Z płyty boiska – Henryk Świerczek

Tak się złożyło, że w tej zimowej już niemal scenerii odbyła się pierwsza kolejka rundy wiosennej w rozgrywkach IV Ligi małopolskiej.

Naturalnie byłem na obiekcie w Woli Rzędzińskiej, gdzie doszło do pojedynku pomiędzy: Wolania Wola Rzędzińska – Dalin Myślenice. Liczyłem na dobry mecz zwłaszcza gospodarzy, którzy zainkasują wreszcie 3 punkty.

Mój optymizm wynikał głównie z drugiej połowy meczu z Beskidem Andrychów, w którym zawodnicy z Woli Rzędzińskiej pokazali charakter i udowodnili nam i chyba sobie, że potrafią grać w piłkę nożną. Pokazali to zresztą na meczu w Myślenicach, na którym miałem przyjemność być, gdzie zagrali bardzo dobre spotkanie (1:1).

Dzisiaj trzeba było to tylko powtórzyć, chociaż doskonale wiem, że nie jest to takie proste. Okazało się, że rzeczywiście nie jest to takie proste, bo gospodarze po raz kolejny zostali pokonani przez swojego rywala (4:2) i muszę uczciwie powiedzieć, że goście zasłużyli na to zwycięstwo.

Nie wyglądało to źle, bo już w 10 minucie gospodarze powinni wyjść na prowadzenie, ale zabrakło precyzji.
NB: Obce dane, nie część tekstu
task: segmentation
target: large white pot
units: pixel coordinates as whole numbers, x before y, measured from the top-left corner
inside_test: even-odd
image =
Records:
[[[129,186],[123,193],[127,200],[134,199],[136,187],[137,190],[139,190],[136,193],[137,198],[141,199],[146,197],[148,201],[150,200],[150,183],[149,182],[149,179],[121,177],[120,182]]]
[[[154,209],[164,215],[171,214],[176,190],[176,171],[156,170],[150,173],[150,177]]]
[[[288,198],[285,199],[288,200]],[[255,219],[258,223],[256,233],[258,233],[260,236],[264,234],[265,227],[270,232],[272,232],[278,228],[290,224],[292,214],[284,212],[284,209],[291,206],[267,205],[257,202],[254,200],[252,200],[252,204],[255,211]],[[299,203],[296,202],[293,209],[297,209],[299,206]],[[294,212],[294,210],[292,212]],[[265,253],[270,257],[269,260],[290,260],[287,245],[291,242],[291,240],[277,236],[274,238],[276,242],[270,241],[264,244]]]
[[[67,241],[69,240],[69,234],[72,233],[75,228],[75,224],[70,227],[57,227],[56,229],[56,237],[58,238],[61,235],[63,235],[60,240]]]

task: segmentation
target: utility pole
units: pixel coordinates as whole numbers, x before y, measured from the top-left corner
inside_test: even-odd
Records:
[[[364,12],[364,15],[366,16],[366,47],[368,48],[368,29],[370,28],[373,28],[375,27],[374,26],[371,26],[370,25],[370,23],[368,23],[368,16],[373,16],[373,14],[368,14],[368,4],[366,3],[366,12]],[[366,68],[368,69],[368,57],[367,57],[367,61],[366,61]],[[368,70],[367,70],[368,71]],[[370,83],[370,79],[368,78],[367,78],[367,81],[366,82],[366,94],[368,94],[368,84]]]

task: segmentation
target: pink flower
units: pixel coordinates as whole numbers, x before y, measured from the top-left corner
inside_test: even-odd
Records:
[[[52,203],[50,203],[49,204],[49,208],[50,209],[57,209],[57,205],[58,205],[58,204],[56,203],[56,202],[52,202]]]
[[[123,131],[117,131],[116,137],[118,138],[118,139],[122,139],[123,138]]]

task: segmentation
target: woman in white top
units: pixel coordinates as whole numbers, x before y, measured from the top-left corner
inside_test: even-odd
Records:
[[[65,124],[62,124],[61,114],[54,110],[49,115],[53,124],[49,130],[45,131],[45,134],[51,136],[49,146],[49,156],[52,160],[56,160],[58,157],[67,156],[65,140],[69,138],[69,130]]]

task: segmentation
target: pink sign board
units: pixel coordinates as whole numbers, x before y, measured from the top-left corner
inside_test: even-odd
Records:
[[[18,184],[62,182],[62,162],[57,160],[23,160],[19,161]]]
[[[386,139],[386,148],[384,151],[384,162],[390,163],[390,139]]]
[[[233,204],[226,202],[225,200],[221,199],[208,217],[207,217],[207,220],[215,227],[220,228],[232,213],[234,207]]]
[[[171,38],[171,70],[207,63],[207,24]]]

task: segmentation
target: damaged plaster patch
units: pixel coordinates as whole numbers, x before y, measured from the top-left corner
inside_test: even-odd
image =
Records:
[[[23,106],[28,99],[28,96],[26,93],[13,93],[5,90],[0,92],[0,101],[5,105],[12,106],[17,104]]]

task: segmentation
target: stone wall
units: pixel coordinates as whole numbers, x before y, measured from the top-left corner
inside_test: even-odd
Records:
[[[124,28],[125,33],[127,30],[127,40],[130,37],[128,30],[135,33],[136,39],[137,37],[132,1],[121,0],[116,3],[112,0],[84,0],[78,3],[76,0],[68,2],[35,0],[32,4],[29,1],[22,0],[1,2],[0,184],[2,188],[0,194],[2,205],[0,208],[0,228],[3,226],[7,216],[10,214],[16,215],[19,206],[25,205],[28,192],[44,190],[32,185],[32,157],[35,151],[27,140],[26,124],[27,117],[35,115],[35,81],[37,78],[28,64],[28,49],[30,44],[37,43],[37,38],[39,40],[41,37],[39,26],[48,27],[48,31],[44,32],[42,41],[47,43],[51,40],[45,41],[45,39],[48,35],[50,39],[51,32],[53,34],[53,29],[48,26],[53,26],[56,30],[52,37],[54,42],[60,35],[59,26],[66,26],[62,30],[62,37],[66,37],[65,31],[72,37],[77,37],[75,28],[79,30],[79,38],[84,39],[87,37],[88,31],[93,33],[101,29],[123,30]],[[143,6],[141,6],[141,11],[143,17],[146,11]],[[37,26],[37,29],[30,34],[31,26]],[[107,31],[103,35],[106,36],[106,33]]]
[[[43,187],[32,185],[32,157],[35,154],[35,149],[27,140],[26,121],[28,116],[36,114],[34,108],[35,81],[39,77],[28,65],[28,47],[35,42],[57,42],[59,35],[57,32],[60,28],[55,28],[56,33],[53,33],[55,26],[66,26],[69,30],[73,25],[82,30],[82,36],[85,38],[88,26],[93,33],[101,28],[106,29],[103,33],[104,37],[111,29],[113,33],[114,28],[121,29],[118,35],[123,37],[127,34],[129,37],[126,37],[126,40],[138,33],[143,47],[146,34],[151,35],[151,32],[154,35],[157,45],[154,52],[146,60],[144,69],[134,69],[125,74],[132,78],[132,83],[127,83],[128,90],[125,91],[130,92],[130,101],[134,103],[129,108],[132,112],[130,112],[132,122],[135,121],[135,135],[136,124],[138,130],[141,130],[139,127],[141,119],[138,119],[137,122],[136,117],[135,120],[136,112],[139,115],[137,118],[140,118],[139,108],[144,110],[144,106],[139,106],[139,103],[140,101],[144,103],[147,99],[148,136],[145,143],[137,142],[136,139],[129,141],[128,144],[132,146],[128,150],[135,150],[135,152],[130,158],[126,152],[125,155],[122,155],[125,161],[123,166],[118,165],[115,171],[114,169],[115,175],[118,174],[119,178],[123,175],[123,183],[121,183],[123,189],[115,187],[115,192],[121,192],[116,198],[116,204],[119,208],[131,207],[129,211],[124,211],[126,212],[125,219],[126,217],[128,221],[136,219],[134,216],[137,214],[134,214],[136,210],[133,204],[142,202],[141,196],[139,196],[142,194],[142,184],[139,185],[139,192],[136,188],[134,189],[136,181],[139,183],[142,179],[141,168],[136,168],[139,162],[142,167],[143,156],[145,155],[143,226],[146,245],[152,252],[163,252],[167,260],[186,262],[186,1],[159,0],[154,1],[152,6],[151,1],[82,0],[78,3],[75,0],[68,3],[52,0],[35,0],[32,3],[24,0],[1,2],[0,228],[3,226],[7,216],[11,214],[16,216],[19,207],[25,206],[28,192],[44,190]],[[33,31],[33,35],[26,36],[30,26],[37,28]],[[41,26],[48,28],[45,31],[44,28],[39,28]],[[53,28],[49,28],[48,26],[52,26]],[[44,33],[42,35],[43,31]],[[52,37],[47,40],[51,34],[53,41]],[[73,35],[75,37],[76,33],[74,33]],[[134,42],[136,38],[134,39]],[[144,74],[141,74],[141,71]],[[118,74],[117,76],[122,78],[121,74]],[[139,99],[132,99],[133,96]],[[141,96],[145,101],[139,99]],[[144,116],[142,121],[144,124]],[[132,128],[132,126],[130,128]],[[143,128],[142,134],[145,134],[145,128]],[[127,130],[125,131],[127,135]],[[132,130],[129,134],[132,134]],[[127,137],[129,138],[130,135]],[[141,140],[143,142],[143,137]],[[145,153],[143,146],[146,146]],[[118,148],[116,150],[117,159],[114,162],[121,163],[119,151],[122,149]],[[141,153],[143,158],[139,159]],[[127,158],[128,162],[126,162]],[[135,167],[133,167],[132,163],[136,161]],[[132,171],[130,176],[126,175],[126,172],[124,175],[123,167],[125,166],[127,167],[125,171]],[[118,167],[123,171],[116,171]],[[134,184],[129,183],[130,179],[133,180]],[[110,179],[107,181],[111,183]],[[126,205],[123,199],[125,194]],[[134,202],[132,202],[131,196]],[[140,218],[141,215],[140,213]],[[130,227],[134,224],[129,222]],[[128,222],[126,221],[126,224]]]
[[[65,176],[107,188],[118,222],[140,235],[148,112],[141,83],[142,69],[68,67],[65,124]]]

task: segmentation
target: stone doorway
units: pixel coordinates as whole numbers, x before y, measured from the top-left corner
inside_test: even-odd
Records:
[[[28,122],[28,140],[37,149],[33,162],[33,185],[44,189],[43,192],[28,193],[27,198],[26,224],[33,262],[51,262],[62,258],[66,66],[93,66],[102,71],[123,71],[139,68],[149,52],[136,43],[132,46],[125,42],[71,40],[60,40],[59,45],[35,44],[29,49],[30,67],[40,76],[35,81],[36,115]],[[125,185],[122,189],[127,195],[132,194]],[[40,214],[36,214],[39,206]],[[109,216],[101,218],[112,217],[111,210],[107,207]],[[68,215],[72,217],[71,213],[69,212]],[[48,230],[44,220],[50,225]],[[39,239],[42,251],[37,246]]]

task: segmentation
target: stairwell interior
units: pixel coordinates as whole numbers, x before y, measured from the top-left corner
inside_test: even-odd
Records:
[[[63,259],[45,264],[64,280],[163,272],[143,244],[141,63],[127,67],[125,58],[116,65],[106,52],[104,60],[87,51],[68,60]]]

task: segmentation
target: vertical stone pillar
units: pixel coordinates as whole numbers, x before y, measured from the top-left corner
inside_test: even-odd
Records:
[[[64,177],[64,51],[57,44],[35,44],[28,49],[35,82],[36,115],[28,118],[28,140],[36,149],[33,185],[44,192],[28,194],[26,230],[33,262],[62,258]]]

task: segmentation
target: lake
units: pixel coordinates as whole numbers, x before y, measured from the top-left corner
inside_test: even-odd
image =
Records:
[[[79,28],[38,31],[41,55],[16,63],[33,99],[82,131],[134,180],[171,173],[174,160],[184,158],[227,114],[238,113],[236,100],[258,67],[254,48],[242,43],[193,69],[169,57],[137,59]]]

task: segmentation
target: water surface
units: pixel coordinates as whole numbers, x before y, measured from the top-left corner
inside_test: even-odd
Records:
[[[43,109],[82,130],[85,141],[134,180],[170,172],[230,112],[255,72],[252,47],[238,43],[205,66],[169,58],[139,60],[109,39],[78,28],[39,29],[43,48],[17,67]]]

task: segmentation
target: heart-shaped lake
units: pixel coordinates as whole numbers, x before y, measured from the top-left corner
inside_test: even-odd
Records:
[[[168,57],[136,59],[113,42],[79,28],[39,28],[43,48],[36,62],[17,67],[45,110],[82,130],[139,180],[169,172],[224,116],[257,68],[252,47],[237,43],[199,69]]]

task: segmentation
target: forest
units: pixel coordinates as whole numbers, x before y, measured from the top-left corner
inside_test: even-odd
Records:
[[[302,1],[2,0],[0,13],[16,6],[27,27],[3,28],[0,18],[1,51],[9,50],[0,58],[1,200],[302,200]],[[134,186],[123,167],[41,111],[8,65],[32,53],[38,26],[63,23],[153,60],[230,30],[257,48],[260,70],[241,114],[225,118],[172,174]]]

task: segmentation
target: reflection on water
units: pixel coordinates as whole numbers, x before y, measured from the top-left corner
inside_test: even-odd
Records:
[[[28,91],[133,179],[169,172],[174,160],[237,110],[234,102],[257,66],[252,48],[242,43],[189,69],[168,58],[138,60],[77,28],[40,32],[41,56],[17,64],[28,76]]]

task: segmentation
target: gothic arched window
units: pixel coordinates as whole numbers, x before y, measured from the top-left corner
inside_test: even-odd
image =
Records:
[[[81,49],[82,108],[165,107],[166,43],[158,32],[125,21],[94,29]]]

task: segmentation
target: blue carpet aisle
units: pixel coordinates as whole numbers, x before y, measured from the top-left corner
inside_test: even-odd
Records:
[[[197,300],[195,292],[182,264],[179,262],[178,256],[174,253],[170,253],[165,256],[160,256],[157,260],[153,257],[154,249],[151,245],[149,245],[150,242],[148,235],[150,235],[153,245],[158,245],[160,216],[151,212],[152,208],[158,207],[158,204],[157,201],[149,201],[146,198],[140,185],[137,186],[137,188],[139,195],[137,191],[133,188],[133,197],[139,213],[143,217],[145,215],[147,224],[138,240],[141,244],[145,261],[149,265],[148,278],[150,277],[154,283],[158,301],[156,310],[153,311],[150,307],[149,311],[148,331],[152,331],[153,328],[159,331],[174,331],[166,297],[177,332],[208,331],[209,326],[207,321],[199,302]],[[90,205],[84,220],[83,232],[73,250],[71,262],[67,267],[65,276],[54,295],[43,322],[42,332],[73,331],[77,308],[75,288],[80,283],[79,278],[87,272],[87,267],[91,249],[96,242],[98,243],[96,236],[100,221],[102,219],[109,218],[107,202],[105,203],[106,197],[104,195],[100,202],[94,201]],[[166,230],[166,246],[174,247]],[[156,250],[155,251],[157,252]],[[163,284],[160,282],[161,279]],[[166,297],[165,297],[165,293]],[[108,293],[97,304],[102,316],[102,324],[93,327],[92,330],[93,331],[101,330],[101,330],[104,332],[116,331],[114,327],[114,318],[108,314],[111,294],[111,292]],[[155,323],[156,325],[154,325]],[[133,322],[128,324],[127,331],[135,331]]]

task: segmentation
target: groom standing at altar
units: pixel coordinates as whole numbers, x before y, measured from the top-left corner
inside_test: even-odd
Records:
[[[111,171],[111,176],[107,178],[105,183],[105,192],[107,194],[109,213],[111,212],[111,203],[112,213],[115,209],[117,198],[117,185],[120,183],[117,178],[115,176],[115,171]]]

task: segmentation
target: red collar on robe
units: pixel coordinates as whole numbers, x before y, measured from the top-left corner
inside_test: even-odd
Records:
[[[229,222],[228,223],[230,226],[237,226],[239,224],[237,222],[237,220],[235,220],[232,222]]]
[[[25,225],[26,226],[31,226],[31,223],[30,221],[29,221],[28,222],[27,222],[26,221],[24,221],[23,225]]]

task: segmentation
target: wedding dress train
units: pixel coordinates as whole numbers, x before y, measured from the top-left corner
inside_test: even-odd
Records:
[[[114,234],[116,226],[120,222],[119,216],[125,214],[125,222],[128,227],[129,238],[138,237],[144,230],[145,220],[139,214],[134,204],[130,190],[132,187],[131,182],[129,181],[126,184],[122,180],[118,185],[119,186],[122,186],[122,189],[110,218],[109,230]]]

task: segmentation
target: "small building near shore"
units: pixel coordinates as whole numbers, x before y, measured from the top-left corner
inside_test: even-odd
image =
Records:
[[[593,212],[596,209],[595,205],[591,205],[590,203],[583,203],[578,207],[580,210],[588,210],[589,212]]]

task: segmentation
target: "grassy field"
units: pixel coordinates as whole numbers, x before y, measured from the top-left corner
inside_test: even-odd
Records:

Po błędzie bramkarza gości, to gospodarze cieszyli się ze zdobycia bramki, aby już po minucie to prowadzenie stracić.

Kolejny raz Wolania wyszła na prowadzenie po ładnej akcji i bramce, by znowu po kilku minutach to zniweczyć. Potem gole padały już tylko do bramki gospodarzy po dość prostych, wręcz banalnych błędach.

Już kiedyś wspomniałem, że dla gospodarzy ten mecz był zupełnie niepotrzebny i należało go rozegrać już na wiosnę. Zespół w dołku, przetrzebiony kontuzjami, więc jaki był sens gry, ale nikt nic nie kombinował i do meczu doszło w sportowej rywalizacji.

Nie jest tajemnicą, że przed zespołem bardzo trudny okres i jeszcze trudniejsze zadanie o ile w ogóle do wykonania, czyli utrzymanie drużyny na poziomie IV Ligi, ale to już zmartwienie Zarządu Klubu i nowego trenera, którego mam nadzieję niebawem poznamy.